Cuando el dueño de la tasca le vio entrar sabía que aquel
no era un hombre que hubiera llegado al pueblo por casualidad y que su presencia
en el local tampoco era en absoluto fortuita. Eran las tres menos veinte
de la tarde de un frío día de mediados de enero y el bar se encontraba vacío,
lo que era habitual en un pueblo pequeño cuyos habitantes, la mayoría pensionistas,
sólo acudían a la tasca de la plaza para echar su partida de cartas bien
entrada la tarde. El recién llegado, un hombre malencarado de apariencia
reservada y modales toscos con el que nadie en sus cabales desearía tener
un altercado, se sentó en una de las mesas del bar tras bajarse la cremallera
de la cazadora de cuero que vestía y pidió una cerveza tan pronto el encargado
le preguntó desde el interior de la barra qué deseaba tomar. El tabernero
se aproximó hacia la mesa que ocupaba el recién llegado con una caña de
cerveza y un plato sobre el que reposaba un pequeño cuenco de loza blanca
conteniendo una generosa ración de aceitunas negras aliñadas.

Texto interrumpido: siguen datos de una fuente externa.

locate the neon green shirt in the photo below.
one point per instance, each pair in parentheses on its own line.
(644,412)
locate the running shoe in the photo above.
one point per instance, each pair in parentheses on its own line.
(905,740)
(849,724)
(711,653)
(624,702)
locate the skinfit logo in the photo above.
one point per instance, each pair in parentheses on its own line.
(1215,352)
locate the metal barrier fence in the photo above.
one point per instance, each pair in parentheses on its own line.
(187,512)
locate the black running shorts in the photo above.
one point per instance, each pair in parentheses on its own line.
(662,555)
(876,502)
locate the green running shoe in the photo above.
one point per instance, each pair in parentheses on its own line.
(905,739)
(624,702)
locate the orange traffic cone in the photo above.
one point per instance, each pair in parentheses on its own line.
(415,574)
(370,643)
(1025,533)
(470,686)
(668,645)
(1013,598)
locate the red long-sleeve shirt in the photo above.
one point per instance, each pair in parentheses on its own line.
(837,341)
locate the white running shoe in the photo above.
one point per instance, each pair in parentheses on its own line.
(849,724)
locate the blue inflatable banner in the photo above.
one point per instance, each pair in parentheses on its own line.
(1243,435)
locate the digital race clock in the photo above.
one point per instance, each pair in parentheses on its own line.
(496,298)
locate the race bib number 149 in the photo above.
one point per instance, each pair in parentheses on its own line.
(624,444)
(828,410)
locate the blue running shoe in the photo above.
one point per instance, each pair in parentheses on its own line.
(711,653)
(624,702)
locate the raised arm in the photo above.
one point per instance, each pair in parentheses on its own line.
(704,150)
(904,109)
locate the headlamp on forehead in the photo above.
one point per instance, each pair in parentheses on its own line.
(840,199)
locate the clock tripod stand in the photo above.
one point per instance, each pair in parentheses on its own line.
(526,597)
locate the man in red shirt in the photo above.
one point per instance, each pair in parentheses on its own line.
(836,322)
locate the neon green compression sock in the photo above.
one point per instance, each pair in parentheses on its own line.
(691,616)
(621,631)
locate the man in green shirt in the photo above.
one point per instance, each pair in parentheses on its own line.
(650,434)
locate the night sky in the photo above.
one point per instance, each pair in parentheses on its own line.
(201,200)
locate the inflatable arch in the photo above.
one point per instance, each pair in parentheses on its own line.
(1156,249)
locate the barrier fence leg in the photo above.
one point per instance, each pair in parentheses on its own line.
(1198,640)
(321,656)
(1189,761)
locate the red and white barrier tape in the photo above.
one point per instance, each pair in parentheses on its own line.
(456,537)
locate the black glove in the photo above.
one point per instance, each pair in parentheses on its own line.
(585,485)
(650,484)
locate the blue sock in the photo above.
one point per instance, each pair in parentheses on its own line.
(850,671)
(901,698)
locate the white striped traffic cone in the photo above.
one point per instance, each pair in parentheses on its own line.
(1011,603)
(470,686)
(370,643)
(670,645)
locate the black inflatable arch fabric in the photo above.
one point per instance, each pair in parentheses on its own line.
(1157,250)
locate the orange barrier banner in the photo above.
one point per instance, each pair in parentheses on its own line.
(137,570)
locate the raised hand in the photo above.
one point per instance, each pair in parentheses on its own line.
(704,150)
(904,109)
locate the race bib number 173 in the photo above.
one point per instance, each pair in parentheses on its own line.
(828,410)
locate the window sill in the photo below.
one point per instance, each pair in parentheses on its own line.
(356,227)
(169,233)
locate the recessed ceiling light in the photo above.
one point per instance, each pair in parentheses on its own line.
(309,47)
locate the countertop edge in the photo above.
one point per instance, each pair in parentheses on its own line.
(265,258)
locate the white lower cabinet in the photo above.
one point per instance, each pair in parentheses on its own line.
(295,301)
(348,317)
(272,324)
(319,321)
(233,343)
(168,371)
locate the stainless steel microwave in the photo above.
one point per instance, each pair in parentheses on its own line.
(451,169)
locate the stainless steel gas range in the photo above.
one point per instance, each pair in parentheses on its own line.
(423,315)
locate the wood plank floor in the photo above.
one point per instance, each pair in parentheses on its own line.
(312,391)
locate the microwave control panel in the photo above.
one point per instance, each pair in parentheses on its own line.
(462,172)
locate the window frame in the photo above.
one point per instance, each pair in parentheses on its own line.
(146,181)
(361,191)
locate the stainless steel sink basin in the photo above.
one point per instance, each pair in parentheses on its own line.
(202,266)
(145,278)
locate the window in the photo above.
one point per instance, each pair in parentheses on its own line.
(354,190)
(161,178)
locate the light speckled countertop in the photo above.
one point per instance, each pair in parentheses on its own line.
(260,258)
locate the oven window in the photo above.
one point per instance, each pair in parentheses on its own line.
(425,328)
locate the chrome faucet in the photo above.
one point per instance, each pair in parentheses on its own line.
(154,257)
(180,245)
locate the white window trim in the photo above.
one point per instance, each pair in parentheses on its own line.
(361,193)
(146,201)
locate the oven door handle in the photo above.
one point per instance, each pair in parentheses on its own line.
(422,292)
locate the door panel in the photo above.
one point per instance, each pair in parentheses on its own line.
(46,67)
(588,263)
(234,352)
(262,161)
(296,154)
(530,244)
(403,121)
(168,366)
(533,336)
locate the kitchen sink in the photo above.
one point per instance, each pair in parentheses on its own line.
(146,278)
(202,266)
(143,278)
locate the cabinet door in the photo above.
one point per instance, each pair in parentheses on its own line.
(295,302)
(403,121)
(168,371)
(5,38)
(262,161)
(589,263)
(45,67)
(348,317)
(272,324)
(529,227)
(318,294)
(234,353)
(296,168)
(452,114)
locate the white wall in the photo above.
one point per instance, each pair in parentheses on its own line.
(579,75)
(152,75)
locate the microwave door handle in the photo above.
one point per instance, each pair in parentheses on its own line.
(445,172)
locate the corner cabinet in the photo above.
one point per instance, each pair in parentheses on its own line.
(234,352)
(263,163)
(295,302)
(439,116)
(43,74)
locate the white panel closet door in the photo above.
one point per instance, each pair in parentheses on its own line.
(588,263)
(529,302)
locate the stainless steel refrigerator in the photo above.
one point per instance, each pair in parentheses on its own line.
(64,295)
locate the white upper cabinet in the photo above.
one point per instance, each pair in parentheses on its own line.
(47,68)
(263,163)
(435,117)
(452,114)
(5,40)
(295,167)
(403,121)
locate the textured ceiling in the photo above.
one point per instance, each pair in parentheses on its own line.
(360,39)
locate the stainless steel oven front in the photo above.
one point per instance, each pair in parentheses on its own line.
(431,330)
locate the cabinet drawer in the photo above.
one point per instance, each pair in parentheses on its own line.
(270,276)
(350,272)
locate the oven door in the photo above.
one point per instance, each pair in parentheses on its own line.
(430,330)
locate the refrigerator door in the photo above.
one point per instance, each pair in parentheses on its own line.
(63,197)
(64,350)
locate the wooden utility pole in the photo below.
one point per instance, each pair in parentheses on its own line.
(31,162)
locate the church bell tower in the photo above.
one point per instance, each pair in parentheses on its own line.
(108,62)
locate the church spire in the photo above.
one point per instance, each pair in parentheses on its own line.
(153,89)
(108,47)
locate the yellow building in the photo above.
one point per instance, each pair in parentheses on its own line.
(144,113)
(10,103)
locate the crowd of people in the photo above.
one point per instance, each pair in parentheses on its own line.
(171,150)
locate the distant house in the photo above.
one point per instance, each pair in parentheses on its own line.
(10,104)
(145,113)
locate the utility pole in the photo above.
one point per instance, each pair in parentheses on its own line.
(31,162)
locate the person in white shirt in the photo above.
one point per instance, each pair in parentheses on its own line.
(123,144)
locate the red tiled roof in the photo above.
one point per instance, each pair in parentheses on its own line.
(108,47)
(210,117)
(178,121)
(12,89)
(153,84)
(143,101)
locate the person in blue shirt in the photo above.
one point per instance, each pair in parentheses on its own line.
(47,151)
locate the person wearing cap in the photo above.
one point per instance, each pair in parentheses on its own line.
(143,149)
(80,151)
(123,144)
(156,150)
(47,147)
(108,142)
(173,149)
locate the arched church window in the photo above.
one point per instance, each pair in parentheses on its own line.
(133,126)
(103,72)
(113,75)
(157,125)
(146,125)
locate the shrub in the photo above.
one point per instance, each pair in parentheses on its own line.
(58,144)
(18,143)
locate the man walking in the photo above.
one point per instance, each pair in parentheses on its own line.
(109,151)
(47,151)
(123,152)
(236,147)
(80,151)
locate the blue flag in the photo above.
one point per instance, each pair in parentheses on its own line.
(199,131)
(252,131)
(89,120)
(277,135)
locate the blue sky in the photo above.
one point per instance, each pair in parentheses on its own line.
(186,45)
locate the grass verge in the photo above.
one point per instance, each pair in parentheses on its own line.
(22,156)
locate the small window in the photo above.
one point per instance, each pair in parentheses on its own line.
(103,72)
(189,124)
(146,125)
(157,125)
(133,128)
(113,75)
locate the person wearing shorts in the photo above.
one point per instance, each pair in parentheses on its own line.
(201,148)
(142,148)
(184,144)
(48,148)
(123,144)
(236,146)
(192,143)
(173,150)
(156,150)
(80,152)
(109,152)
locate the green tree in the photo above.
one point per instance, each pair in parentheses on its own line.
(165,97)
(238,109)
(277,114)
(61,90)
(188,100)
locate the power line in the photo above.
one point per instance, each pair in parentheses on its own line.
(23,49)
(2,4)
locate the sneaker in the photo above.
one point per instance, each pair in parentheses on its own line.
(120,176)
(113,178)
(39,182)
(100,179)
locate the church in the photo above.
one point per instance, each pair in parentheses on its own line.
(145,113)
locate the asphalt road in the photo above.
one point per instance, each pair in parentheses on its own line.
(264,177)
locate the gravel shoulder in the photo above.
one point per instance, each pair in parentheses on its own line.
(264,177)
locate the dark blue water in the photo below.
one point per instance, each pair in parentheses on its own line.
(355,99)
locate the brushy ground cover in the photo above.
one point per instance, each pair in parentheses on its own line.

¿Desea comer algo? preguntó el encargado del bar según dejaba
la consumición sobre la mesa.
No contestó el hombre reforzando su negativa con un movimiento
de cabeza. ¿Siempre está el bar tan vacío?
Los sábados a estas horas, sí. Los fines de semana no trabajan en
la cooperativa.
¿Sabe si Pascual Rulo se pasará hoy por aquí? interpeló
el hombre al tabernero.
¿Pascual? ¿El municipal que está a punto de jubilarse? Come aquí todos
los días. Suele venir sobre las tres y veinte, ¿lo conoce Usted?
El forastero contestó con cierta inquietud mal disimulada:
No, ni siquiera sabía que era policía.
El tabernero miró al visitante, extrañado.
Cuando venga le diré que está Usted esperándole.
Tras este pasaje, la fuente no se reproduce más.